Abstract W P210: Stroke Alert Notification by Emergency Department or Emergency Medical Service Which One Shortened Door to Needle Time?
Background and Aim: Timely evaluation of patient with acute ischeamic stroke and administering tPA is the first step to ensure a good outcome. Emergency Medicine Service (EMS) prenotification and Emergency Department (ED) triage were two pathways to notify stroke team. However, which one faster is unclear.
Method: We retrospectively reviewed the medical records of all patients who received IV tPA at our institution from 2007 to 2013. Clinical features at baseline and clinical quality measurements were recorded. Patients were classified into two groups, EMS prenotification group and ED triage group. Primary outcome was to compare the accuracy in stroke diagnosis between two groups. Secondary outcome was to explore the difference between the two processes on achieving clinical quality measurements.
Result: During 2007 to 2013, stroke team was activated 1244 times by either EMS or ED for suspected stroke patient. Among them, 845 patients (70.3%) had a final diagnosis of stroke. More patients were ruled out of stroke in the ED group (34.2% vs 29.0%, p=0.039). After stroke team consultation, 288 patients receiving tPA. EMS prenotification significantly shorten the time of onset to treatment (OTT), door to needle (DTN) and OTST(onset to stroke team) in logistic regression analysis.

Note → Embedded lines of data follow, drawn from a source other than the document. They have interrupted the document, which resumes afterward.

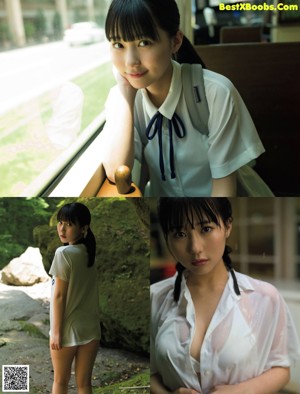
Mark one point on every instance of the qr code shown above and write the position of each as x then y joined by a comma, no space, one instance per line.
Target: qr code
15,378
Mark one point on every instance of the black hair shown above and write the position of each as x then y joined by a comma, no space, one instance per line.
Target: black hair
78,213
130,20
175,212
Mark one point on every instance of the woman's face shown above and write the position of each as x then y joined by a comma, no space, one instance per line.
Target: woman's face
199,248
69,232
146,63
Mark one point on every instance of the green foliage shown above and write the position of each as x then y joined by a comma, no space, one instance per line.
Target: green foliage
30,29
18,217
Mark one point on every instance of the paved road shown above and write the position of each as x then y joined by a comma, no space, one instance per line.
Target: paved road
28,72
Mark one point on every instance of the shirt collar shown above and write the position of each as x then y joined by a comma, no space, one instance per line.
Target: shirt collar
169,106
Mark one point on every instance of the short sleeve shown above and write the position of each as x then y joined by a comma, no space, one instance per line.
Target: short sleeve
233,139
61,267
285,346
108,137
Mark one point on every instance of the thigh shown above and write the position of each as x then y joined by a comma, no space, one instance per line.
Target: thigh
62,362
84,362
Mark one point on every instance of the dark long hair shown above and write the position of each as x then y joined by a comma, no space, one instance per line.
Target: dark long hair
78,213
130,20
174,212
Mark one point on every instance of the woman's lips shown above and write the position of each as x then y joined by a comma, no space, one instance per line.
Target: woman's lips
199,262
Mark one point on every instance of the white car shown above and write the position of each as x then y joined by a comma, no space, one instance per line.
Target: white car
83,33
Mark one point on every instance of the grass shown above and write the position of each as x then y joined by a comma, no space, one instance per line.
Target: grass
31,330
138,384
25,148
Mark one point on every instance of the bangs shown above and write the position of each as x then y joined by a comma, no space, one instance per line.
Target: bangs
177,213
67,214
130,21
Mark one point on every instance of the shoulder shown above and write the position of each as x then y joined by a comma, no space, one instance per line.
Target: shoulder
69,250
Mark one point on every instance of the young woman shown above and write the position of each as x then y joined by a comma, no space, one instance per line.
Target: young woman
74,313
147,114
214,330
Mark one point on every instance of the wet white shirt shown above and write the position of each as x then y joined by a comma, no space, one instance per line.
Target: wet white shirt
248,335
81,322
232,142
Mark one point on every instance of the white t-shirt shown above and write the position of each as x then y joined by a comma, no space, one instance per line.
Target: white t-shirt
81,322
232,142
248,335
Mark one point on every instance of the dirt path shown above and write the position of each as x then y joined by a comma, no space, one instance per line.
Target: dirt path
22,310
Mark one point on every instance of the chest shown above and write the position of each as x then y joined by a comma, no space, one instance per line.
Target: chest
205,308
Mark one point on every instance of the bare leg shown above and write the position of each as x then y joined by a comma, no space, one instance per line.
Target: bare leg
84,363
62,364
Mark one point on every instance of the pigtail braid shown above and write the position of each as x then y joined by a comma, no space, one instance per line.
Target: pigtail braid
177,288
228,264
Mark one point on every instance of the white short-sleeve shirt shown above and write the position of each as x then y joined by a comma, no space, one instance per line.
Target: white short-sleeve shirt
232,142
81,322
248,335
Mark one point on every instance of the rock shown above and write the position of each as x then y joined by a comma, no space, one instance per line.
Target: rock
25,270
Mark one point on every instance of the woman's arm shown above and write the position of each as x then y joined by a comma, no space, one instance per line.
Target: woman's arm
224,187
157,387
269,382
59,304
119,146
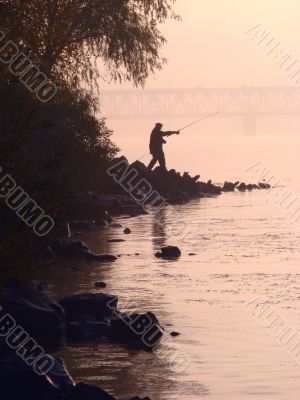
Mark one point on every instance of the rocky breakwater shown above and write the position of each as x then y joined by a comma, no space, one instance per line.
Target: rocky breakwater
172,186
31,324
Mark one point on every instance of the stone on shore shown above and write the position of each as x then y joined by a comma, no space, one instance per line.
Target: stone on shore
89,392
42,317
169,252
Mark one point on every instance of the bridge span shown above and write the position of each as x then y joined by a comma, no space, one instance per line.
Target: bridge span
249,103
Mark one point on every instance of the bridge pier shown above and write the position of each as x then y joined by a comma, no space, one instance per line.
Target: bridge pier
249,125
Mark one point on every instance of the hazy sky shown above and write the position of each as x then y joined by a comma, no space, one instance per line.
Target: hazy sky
209,48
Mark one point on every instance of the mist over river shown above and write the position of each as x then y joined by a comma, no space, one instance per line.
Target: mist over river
246,248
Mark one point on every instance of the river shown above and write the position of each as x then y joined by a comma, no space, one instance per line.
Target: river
247,253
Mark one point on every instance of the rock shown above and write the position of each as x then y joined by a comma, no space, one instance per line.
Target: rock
82,331
88,392
87,206
140,398
242,187
99,305
264,185
100,257
101,223
29,306
138,330
132,210
116,225
42,287
82,226
228,187
100,285
170,252
61,228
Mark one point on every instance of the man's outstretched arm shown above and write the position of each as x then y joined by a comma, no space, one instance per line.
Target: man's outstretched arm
169,133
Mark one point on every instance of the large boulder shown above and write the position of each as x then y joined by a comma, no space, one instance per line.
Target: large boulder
37,313
89,392
98,305
170,252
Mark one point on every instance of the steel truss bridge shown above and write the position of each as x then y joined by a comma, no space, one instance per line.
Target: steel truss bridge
246,102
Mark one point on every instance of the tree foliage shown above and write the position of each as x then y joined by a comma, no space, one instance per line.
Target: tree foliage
65,37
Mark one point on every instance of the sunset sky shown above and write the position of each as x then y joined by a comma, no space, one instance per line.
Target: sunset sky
209,48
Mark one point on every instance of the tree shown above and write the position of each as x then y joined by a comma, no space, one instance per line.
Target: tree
65,37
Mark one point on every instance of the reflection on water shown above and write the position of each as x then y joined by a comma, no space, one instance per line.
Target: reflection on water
244,248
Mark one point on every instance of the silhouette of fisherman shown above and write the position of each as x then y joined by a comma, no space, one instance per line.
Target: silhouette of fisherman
156,145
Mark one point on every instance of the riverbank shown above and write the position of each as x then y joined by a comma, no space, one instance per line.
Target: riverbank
78,323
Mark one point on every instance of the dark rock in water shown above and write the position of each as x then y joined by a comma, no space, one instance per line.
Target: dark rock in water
82,331
263,185
81,318
101,223
170,252
242,187
115,225
228,187
20,381
72,247
82,226
42,317
42,287
132,210
138,330
99,305
88,392
100,257
61,228
140,398
100,285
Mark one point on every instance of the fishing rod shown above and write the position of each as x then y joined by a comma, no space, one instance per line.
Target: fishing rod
198,120
193,123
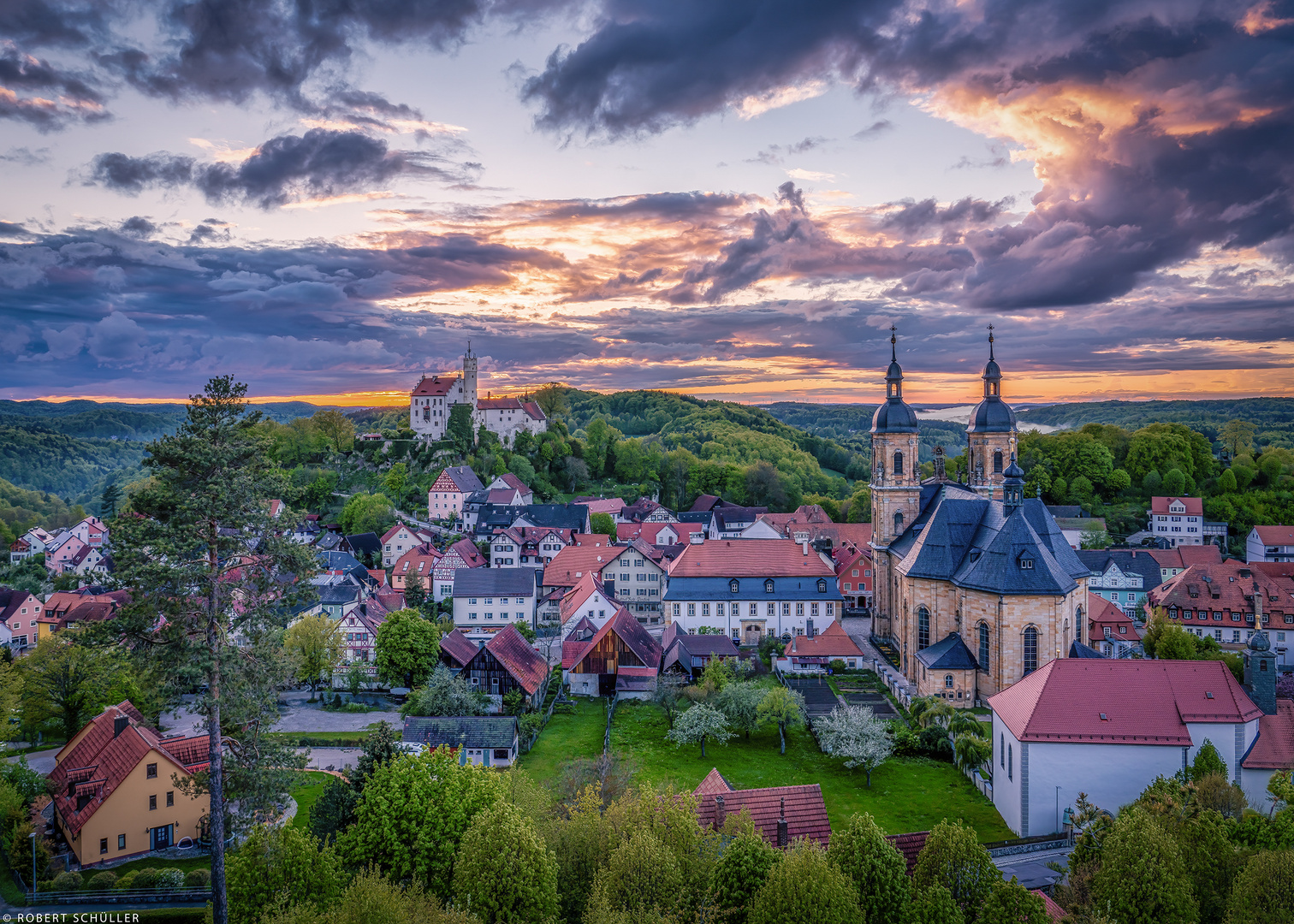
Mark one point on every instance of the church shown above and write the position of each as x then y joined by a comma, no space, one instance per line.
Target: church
975,583
434,396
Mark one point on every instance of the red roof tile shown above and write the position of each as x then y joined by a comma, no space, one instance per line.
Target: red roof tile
1143,702
1273,749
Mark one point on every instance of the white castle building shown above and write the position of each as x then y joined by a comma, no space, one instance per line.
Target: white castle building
505,417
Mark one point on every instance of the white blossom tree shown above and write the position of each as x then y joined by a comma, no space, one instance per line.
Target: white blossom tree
697,724
856,734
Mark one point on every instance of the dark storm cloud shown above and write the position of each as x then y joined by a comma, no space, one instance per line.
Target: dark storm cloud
320,163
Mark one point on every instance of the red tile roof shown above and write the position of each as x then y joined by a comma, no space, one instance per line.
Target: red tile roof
750,558
805,809
522,661
1273,749
1195,506
1143,702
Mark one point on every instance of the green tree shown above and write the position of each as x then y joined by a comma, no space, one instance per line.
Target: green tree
697,725
786,708
954,858
742,870
1012,903
1263,891
407,649
368,514
444,694
413,814
1143,878
740,706
285,865
313,645
503,871
876,868
460,429
805,888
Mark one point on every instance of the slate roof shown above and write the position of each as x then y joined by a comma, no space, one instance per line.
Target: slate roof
1273,749
805,809
949,654
1143,702
981,545
495,581
522,661
469,732
459,648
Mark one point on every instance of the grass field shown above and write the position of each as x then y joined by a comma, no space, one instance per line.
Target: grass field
566,737
906,795
306,793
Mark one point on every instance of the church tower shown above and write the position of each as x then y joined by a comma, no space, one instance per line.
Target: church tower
991,434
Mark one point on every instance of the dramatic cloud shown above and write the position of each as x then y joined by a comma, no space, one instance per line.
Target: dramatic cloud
285,169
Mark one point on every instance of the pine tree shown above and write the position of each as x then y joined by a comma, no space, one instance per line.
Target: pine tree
876,868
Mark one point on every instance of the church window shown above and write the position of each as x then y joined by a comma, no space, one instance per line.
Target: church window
1030,650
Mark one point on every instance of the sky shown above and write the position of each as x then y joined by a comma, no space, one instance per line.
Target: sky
727,198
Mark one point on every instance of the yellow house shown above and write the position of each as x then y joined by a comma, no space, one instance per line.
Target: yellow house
114,795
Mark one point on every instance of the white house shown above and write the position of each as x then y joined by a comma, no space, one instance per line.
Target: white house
1108,727
1180,520
1270,544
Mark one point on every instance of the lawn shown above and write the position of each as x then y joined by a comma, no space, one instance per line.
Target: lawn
306,793
906,795
568,737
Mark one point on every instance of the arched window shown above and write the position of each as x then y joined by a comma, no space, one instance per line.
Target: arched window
1030,650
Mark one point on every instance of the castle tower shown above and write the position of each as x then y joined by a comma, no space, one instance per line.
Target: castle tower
991,434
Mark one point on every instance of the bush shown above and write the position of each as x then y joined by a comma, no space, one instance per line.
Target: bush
103,881
66,881
169,879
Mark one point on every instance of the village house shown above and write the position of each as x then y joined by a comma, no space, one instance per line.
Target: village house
506,663
620,658
482,740
116,778
1108,727
748,589
1270,544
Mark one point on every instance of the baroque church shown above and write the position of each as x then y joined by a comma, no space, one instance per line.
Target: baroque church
975,583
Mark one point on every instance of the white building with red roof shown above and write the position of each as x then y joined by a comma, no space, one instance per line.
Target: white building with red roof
1108,727
432,399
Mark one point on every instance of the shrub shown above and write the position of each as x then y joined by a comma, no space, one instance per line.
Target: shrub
101,881
66,881
169,879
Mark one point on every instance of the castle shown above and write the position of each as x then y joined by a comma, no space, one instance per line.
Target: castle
975,583
434,396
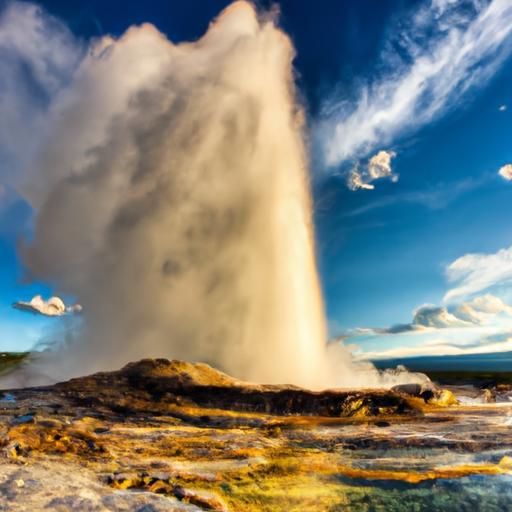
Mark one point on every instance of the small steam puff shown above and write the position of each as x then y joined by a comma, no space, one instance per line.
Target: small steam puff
172,198
54,306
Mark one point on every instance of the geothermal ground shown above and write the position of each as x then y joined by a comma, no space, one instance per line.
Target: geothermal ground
163,436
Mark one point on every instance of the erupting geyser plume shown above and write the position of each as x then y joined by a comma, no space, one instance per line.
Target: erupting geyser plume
172,200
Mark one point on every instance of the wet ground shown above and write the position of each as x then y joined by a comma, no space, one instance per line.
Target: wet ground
135,447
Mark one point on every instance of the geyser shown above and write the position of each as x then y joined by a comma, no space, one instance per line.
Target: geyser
171,189
172,197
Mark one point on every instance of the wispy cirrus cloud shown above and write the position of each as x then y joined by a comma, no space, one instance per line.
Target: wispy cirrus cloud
481,325
475,272
445,49
436,197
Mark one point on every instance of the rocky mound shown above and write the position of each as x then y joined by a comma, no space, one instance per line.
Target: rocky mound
160,385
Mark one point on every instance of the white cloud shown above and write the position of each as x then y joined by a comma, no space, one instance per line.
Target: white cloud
54,306
506,172
482,325
441,347
378,167
446,49
481,311
473,273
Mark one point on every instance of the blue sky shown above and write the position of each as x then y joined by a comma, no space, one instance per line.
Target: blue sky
383,252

Conclusion: EMS prenotification had less misdiagnosis of stroke than the stroke alert from ED. Moreover, EMS shortened the tPA treatment time significantly compared to ED notification. Our study confirmed that EMS was a more effective and accurate way to prenotify stroke team of patient with acute stroke than the ED.
Author Disclosures: Y. Dong: None. D.S. Nair: None. P. Sarah: None. J.L. Jan: None. T.G. Swanson-devlin: None. J.M. Beck: None. M. Mathews: None. C.J. Mcneil: None. Q. Dong: None. D.Z. Wang: None.
- © 2015 by American Heart Association, Inc.